Donald Trump's team has placed ICE agents in airports across the country to assist the Transportation Security Administration during the Department of Homeland Security's shutdown. TSA employees have been increasingly absent as the shutdown affects their pay, with about 3,400 TSA agents calling out of work on Sunday, according to BBC.
Republicans and Democrats have yet to find an agreeable fix to the DHS bill, which so far includes funding for ICE agents. Dem representatives have held firm and refused to vote through the current bill proposal.
As a counter to TSA employee callouts, the Trump administration has called in ICE to assist security check-ins. New York's John F. Kennedy Airport and Hartsfield-Jackson Airport in Atlanta, Georgia, have seen security check-in queues lasting several hours.
The Atlantic staff writer Nick Miroff claimed that ICE agents currently deployed in airports across the country had no idea they would be aiding the remaining TSA agents. He said, "Well, first, my first thought was, This isn’t gonna help.

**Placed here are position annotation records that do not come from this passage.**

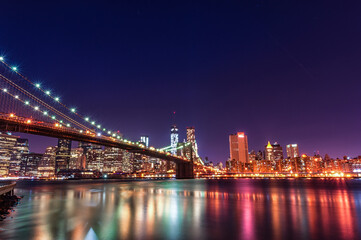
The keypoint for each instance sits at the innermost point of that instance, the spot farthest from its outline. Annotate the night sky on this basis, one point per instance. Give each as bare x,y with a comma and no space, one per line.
286,71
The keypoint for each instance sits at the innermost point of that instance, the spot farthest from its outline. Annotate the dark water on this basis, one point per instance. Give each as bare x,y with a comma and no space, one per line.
188,209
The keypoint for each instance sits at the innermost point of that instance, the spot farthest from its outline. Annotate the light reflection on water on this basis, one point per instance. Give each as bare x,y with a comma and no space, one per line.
188,209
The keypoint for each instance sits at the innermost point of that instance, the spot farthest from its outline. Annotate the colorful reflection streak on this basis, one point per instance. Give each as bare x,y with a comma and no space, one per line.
189,209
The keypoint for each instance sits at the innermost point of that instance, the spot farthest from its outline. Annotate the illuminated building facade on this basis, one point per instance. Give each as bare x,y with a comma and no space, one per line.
7,149
238,148
191,138
63,154
174,139
47,164
144,140
277,151
21,147
29,164
292,151
268,152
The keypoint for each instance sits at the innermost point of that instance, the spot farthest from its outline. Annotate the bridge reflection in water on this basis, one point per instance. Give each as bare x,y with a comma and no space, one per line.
189,209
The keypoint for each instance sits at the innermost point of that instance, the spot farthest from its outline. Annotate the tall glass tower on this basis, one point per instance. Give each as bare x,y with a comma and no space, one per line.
174,139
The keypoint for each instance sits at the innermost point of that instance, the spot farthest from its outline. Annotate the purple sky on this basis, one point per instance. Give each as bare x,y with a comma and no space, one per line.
278,70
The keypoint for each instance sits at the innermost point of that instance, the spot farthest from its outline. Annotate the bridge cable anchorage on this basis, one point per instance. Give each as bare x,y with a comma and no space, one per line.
43,103
48,93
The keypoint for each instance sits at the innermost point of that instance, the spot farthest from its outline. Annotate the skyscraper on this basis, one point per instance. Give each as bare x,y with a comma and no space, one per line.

"Second was that this is consistent with the way the president views ICE as more than like a personal army, kind of like a personal errand corps, where he needs some kind of job done and he wants the optics of toughness, he just calls on ICE, which, once again, is just a gross misunderstanding of what that law-enforcement agency’s role is.
"And so, over the course of last weekend, I initially wrote to some of my ICE sources, and they had no information about it; they had no idea what the operational plans were gonna be."

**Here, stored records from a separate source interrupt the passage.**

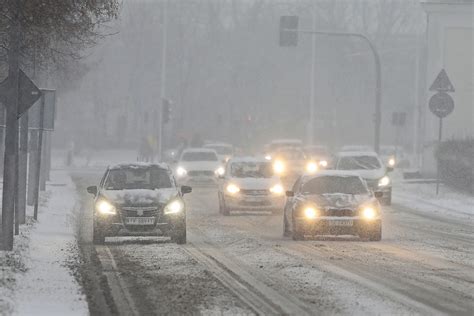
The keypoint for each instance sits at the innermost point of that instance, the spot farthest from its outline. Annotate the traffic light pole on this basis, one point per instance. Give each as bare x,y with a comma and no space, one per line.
378,81
163,79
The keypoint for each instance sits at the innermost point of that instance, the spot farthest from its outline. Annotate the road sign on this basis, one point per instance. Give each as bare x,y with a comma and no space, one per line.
441,104
28,92
35,112
442,83
288,30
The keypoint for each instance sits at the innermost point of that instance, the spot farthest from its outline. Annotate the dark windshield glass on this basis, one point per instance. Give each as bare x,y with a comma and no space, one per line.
199,156
138,178
221,150
334,184
251,170
359,163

Miroff went on to suggest that the deployment of ICE at airports is a test of how a similar deployment may affect the midterm elections.
He said, "The kind of darker interpretation of this is that this is a test run for the president to deploy ICE officers to polling stations and intimidate voters in November. That’s yet to be seen.
"But it is a reminder of the way the president views DHS, but specifically ICE, as a kind of personal federal force that is at the beck and call of the president and he can just deploy whenever he needs a tough job done."
Trump ally Steve Bannon has claimed the deployment of ICE in airports is a stress test of how the agency could be used in the midterm elections. "The ICE agents at the airports to help out, and remember they said they're not going to work the x-rays, it's too complicated, they're not trained for it, but they're trained to — wait for it — check IDs," Bannon said on the Monday edition of War Room.
"That's why it's perfect training for the fall of 2026. This is why it's such a brilliant, this is another 5-D chess move for President Trump."